A quality education must never be left to chance or socio-economic status
Hai Tran 2013 Fellow
2013 Fellow Everest Public High School Redwood City, California
The son of political refugees, Hai immigrated with his parents to the United States from Vietnam. In fifth grade, at a time when he could barely string together a complete paragraph in English, his teacher challenged him to write a short story. Reflecting on this experience, Hai credits this teacher’s belief in him for changing the course of his academic trajectory.

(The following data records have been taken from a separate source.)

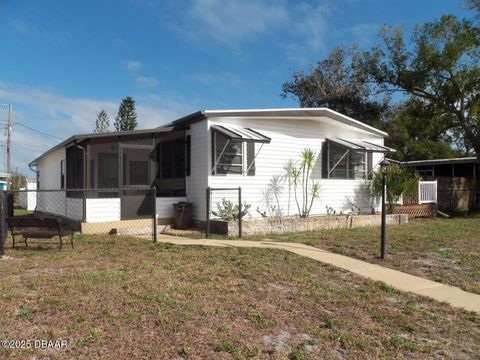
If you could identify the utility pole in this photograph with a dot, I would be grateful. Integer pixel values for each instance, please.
(9, 144)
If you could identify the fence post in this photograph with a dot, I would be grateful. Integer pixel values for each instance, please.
(3, 224)
(207, 226)
(154, 212)
(239, 212)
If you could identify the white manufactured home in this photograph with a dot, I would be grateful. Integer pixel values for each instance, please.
(212, 148)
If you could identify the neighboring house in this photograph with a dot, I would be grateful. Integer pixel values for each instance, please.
(458, 180)
(218, 149)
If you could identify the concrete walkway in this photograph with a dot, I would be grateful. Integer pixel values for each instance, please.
(397, 279)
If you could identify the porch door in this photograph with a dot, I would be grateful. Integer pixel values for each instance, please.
(136, 177)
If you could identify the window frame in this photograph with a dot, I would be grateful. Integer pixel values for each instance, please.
(62, 174)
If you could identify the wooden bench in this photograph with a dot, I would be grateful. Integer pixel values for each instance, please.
(32, 227)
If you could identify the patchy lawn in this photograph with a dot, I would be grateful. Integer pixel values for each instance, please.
(18, 211)
(444, 250)
(127, 298)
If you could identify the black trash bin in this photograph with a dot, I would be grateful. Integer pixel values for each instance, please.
(183, 215)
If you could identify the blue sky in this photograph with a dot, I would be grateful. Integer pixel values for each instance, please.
(64, 61)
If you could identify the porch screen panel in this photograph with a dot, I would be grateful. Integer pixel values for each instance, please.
(74, 170)
(172, 159)
(335, 158)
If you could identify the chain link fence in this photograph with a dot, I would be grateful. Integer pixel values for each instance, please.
(224, 209)
(125, 211)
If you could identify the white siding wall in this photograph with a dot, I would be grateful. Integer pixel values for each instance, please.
(289, 138)
(28, 199)
(196, 183)
(165, 206)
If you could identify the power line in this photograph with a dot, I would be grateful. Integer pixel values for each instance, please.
(39, 132)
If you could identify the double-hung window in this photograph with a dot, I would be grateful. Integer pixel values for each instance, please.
(62, 174)
(349, 159)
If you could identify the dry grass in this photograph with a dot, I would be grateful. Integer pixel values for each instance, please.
(125, 298)
(444, 250)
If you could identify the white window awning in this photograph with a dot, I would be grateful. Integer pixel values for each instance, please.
(241, 133)
(361, 145)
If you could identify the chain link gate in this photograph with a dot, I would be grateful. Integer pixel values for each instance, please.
(224, 204)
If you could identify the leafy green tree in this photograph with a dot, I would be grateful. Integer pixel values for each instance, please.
(102, 123)
(440, 68)
(336, 84)
(126, 118)
(400, 181)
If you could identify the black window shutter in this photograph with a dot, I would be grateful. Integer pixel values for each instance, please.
(324, 160)
(369, 165)
(251, 158)
(188, 147)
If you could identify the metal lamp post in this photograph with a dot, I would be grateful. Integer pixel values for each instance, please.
(384, 168)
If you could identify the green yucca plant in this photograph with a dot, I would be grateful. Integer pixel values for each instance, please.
(400, 181)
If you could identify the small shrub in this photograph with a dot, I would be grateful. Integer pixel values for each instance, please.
(297, 355)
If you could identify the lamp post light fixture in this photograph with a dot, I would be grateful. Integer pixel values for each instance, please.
(384, 169)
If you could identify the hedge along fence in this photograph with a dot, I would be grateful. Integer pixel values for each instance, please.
(297, 224)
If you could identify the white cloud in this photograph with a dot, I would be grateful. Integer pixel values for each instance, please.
(146, 81)
(232, 22)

Inspired by his educational experiences, Hai is pursuing teaching as a profession because he “ardently believes that all children deserve a teacher who believes in them.” As a first-generation college graduate, he is passionate about working with underserved youth and increasing their access to higher education. While studying mathematics at the University of California, Berkeley, on a Bill Gates Millennium Scholarship, Hai participated in several programs that fueled his passion for teaching, including AmeriCorps and the Breakthrough Collaborative. While working at Breakthrough, a national non-profit aimed at preparing underserved youth for college, Hai had a very memorable experience. On his first day of teaching Pre-Algebra, a student admitted to him that she had always struggled with math. Committed to debunking her perception of math ability as innate, he worked with her on homework each night via telephone. This student became his highest-scoring student and, more profoundly, began to redefine herself as mathematically capable. As one of his favorite teaching moments, this story highlights Hai’s belief that “success in math is not predetermined but achieved through perseverance.”

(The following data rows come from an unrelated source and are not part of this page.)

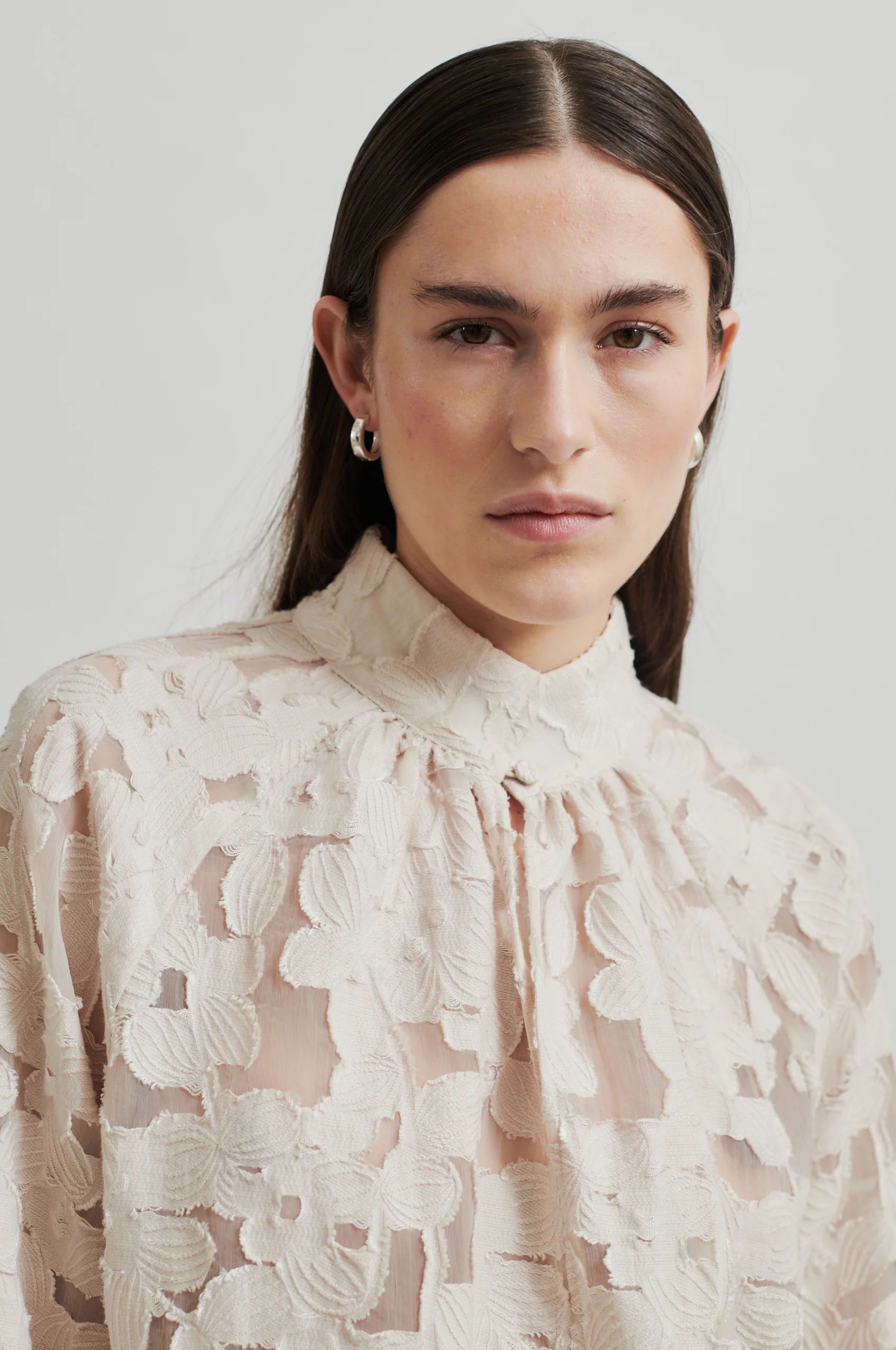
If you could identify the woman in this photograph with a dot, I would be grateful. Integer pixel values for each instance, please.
(404, 967)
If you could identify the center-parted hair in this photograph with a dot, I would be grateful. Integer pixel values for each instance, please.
(500, 100)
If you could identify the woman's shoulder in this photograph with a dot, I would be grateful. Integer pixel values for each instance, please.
(201, 674)
(718, 773)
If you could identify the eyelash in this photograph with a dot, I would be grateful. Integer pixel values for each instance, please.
(478, 323)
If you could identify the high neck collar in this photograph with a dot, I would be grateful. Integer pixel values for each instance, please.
(391, 639)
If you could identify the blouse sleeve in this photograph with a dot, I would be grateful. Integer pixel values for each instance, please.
(849, 1274)
(51, 1033)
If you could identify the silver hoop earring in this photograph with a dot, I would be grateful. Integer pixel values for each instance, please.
(357, 438)
(699, 446)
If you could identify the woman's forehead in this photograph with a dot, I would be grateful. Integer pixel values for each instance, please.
(563, 215)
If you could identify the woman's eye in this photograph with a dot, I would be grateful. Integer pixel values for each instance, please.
(474, 335)
(632, 338)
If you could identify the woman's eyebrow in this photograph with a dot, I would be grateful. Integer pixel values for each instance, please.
(478, 297)
(622, 296)
(628, 295)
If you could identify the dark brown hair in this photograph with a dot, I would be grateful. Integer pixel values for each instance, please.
(499, 100)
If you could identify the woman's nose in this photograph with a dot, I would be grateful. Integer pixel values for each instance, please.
(553, 406)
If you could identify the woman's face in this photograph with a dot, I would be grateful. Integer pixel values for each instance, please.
(541, 327)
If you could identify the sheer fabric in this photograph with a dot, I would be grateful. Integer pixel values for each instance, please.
(362, 986)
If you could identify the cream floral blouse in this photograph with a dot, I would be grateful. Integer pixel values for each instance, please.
(362, 986)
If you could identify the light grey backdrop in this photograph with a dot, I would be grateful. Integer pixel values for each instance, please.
(173, 173)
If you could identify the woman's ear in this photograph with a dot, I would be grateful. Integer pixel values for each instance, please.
(731, 322)
(342, 357)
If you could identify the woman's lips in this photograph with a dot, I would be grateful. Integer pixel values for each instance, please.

Hai earned a master’s degree in education from Stanford University. He is excited to begin positioning mathematics as authentically relevant to students’ lives. As an alumnus of the Humanities and International Studies Program (HISP), Hai is also motivated to develop students’ critical thinking skills through writing.
He perceives the KSTF fellowship as his professional journey to becoming the teacher that his students demand and deserve. To Hai, the most challenging part of being a teacher is serving every single student in the classroom; “it is putting into everyday practice the unyielding belief that all students can learn at a high level, if given diverse opportunities to succeed.”